On Thursday, Secretary of Defense Chuck Hagel was asked whether ISIS “presents a 9/11 level threat to the United States?” Sec. Hagel replied, “ISIL is as
sophisticated and well-funded as any group that we have seen. They’re
beyond just a terrorist group. They marry ideology, a sophistication of
strategic and tactical military prowess. They are tremendously
well-funded. Oh, this is beyond anything that we’ve seen. So we must prepare for everything.”
Friday, White House national security adviser Ben Rhodes labeled Foley’s murder, “an attack on our country.” Rhodes then suggested a reprisal was likely saying, “If you come against Americans, we are going to come after you.” He also signaled that a U.S. response would spread beyond Iraq to Syria saying, “We’re actively considering what’s going to be necessary to deal with
that threat, and we’re not going to be restricted by borders.”
For now that may mean expanded airstrikes but expansion into Syria would not be the same thing as the current attacks in Iraq. For one thing, Iraq invited us to operate inside their border.

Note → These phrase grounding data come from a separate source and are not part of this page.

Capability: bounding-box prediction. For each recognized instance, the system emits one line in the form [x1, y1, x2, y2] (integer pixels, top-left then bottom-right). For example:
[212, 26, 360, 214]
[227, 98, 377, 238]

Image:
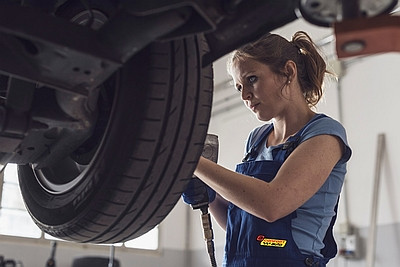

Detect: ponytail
[291, 31, 328, 106]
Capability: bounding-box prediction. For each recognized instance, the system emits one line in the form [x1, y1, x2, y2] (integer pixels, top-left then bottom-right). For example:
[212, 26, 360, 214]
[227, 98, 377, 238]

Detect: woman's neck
[267, 109, 316, 147]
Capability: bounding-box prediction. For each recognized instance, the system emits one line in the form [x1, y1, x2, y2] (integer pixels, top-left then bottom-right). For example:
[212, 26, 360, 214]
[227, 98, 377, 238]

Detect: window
[0, 164, 158, 250]
[0, 164, 41, 238]
[124, 227, 159, 250]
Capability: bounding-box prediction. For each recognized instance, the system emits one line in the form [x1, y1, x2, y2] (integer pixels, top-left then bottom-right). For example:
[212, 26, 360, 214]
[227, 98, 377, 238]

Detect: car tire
[18, 34, 213, 244]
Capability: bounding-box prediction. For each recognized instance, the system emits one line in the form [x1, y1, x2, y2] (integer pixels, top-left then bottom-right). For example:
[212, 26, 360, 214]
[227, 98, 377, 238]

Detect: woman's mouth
[249, 103, 259, 112]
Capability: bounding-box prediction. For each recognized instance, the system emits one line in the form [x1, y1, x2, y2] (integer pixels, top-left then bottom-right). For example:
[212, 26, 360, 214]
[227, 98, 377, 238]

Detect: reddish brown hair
[228, 31, 328, 107]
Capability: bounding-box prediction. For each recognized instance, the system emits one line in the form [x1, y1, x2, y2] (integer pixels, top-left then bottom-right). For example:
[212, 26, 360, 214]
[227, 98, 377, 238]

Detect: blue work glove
[182, 134, 218, 207]
[182, 177, 216, 206]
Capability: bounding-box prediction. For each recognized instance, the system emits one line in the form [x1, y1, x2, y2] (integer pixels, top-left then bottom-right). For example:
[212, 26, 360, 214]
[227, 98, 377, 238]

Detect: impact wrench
[190, 134, 219, 267]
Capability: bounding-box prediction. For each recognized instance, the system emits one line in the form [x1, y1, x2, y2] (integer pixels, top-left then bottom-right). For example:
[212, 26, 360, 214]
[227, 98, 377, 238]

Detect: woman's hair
[227, 31, 329, 107]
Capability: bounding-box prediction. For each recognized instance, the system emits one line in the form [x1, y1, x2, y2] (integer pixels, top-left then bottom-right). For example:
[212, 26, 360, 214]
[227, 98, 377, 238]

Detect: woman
[184, 31, 352, 266]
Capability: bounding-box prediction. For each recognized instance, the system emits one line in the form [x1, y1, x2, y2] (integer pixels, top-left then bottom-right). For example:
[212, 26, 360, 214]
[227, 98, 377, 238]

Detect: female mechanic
[184, 31, 352, 267]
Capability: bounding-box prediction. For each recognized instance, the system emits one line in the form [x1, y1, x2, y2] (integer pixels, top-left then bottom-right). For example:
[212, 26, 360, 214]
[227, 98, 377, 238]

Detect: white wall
[339, 53, 400, 228]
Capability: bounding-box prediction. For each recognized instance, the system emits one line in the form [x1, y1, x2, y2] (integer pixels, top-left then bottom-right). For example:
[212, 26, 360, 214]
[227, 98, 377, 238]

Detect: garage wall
[339, 53, 400, 228]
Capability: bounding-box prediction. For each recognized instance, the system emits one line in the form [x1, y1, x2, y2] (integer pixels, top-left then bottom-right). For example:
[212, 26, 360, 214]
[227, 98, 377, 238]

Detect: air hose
[200, 205, 217, 267]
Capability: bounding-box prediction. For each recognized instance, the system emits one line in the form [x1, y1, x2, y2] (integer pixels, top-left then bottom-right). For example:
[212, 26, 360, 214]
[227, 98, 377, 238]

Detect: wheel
[17, 1, 213, 244]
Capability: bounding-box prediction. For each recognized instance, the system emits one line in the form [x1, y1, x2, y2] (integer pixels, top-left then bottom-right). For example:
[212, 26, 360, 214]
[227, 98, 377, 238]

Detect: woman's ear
[284, 60, 297, 83]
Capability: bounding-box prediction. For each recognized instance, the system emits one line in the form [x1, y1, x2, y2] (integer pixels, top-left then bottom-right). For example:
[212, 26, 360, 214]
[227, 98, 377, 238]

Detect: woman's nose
[241, 86, 251, 101]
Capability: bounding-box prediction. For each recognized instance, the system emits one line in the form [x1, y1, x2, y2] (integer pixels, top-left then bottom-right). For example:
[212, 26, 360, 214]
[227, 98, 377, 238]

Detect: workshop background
[1, 14, 400, 267]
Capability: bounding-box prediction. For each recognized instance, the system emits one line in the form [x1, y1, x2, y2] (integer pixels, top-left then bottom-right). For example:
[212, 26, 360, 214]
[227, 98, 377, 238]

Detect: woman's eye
[248, 76, 257, 84]
[236, 84, 242, 92]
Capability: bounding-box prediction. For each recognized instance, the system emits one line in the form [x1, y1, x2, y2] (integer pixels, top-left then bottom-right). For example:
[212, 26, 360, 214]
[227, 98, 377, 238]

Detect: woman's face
[231, 58, 287, 121]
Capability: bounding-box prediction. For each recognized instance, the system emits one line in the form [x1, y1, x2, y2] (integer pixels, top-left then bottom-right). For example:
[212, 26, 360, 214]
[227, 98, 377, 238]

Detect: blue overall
[224, 114, 337, 266]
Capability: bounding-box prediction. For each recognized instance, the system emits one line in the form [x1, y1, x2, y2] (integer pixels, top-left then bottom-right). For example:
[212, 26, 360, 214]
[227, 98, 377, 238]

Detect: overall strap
[243, 114, 327, 163]
[242, 124, 273, 162]
[274, 114, 327, 162]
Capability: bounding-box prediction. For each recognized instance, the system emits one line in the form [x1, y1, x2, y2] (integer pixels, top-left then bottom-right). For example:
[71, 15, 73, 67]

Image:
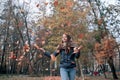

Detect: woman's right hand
[33, 44, 45, 53]
[78, 45, 83, 50]
[39, 48, 45, 53]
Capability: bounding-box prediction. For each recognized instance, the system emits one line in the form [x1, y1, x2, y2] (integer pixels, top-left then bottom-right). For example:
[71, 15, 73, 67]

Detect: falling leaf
[28, 29, 32, 33]
[66, 1, 73, 8]
[36, 38, 40, 41]
[18, 22, 23, 27]
[78, 33, 84, 39]
[54, 0, 58, 7]
[74, 0, 77, 2]
[23, 0, 30, 4]
[39, 54, 43, 58]
[23, 44, 30, 52]
[19, 9, 24, 13]
[41, 40, 45, 45]
[97, 19, 103, 26]
[18, 62, 22, 65]
[8, 44, 11, 47]
[17, 56, 24, 61]
[31, 32, 34, 36]
[33, 43, 40, 49]
[16, 41, 19, 44]
[44, 2, 48, 5]
[36, 4, 40, 7]
[9, 52, 16, 59]
[94, 42, 101, 51]
[45, 31, 50, 36]
[60, 7, 65, 10]
[66, 21, 71, 26]
[60, 7, 69, 12]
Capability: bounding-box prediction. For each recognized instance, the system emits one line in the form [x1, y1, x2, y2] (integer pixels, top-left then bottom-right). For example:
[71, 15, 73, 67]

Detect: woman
[39, 33, 82, 80]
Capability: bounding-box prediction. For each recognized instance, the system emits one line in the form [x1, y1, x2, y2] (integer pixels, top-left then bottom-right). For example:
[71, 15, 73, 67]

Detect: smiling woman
[38, 33, 83, 80]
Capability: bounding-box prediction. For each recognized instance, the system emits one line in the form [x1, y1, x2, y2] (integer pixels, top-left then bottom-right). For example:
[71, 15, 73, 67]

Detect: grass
[0, 72, 120, 80]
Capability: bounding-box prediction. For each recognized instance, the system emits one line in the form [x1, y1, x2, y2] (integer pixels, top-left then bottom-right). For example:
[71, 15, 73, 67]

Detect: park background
[0, 0, 120, 80]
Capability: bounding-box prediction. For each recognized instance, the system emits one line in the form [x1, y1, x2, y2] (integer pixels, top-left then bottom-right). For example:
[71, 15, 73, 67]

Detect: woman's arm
[39, 48, 51, 58]
[39, 47, 59, 61]
[34, 44, 60, 60]
[33, 44, 51, 58]
[53, 50, 60, 57]
[53, 44, 61, 57]
[50, 50, 59, 61]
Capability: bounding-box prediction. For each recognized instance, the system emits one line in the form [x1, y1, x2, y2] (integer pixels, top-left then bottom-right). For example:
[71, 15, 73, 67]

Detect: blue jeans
[60, 67, 76, 80]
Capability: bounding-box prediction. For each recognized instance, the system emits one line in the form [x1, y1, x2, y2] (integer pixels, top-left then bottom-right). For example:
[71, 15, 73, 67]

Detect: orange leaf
[9, 52, 16, 59]
[60, 7, 65, 10]
[54, 0, 58, 7]
[78, 33, 84, 39]
[24, 44, 30, 52]
[60, 7, 69, 12]
[66, 1, 73, 8]
[45, 2, 48, 5]
[66, 21, 71, 26]
[20, 56, 24, 59]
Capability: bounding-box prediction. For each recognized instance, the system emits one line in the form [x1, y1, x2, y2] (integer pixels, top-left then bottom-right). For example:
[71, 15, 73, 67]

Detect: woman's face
[62, 34, 68, 42]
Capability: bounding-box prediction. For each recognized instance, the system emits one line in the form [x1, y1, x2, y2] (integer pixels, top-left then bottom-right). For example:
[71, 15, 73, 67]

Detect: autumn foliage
[94, 36, 116, 64]
[54, 0, 58, 7]
[9, 52, 16, 59]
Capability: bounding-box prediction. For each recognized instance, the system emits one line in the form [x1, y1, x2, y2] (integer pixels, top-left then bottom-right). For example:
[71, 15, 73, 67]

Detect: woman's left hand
[73, 47, 79, 53]
[73, 45, 83, 53]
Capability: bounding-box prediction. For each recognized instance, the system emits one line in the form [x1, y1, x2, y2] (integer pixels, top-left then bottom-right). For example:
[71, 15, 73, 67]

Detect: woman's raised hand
[78, 45, 83, 50]
[39, 48, 45, 53]
[33, 43, 45, 53]
[73, 45, 83, 53]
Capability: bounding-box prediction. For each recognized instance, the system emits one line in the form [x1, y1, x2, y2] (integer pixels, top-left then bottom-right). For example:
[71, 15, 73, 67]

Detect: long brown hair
[62, 33, 71, 42]
[61, 33, 72, 53]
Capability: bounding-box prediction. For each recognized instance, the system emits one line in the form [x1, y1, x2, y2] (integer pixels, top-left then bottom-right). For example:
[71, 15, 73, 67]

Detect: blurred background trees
[0, 0, 120, 79]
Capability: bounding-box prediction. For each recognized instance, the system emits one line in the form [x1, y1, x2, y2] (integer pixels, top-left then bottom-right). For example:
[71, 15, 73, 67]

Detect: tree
[37, 0, 93, 77]
[87, 0, 119, 79]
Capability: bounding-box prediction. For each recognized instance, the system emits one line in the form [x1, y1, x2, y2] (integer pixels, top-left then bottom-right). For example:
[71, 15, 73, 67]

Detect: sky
[0, 0, 119, 42]
[101, 0, 117, 6]
[0, 0, 118, 24]
[21, 0, 117, 22]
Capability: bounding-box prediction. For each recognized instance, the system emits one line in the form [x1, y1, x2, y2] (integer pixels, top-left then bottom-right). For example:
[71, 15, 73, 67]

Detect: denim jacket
[44, 47, 80, 68]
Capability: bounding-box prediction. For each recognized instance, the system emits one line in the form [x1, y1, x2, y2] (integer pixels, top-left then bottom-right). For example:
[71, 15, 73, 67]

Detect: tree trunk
[116, 45, 120, 70]
[99, 64, 107, 78]
[78, 60, 85, 80]
[107, 57, 118, 79]
[77, 60, 81, 77]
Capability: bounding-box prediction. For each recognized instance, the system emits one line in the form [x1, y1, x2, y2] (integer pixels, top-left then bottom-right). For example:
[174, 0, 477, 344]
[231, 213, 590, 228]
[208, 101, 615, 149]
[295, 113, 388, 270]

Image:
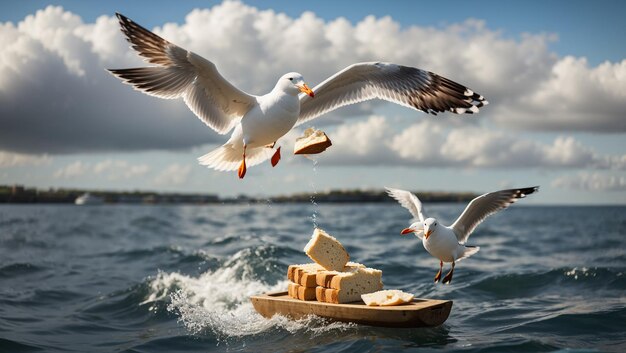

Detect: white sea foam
[142, 248, 355, 339]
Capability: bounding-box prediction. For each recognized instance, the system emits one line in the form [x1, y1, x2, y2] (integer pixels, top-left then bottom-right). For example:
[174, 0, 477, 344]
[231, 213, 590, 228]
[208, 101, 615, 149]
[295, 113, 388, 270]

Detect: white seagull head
[401, 218, 438, 240]
[400, 221, 424, 238]
[423, 218, 439, 240]
[277, 72, 314, 97]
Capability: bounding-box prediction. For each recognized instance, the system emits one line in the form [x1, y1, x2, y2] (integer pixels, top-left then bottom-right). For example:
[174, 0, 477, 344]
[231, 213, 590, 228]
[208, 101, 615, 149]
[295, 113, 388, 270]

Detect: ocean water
[0, 203, 624, 352]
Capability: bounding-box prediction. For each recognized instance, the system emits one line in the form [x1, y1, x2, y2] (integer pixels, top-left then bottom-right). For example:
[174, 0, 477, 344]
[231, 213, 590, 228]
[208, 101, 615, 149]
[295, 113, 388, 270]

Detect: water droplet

As the NY Times points out, Bashar al-Assad is unlikely to do so.
Meanwhile, the State Department has already requested 300 additional military personnel be transferred to Baghdad to guard the U.S. Embassy there. That would include about 150 Marines.
The Obama administration is actively talking up the threat of ISIS and the need, as Kerry put it, to destroy that threat. Sec. Hagel struck a similar note suggesting ISIS is even more dangerous than the al Qaeda which carried out the 9/11 attack. And Ben Rhodes has now described the murder of James Foley as an attack on the United States. All of this is exactly the kind of talk which the media would label a drumbeat of war if this were a Republican administration.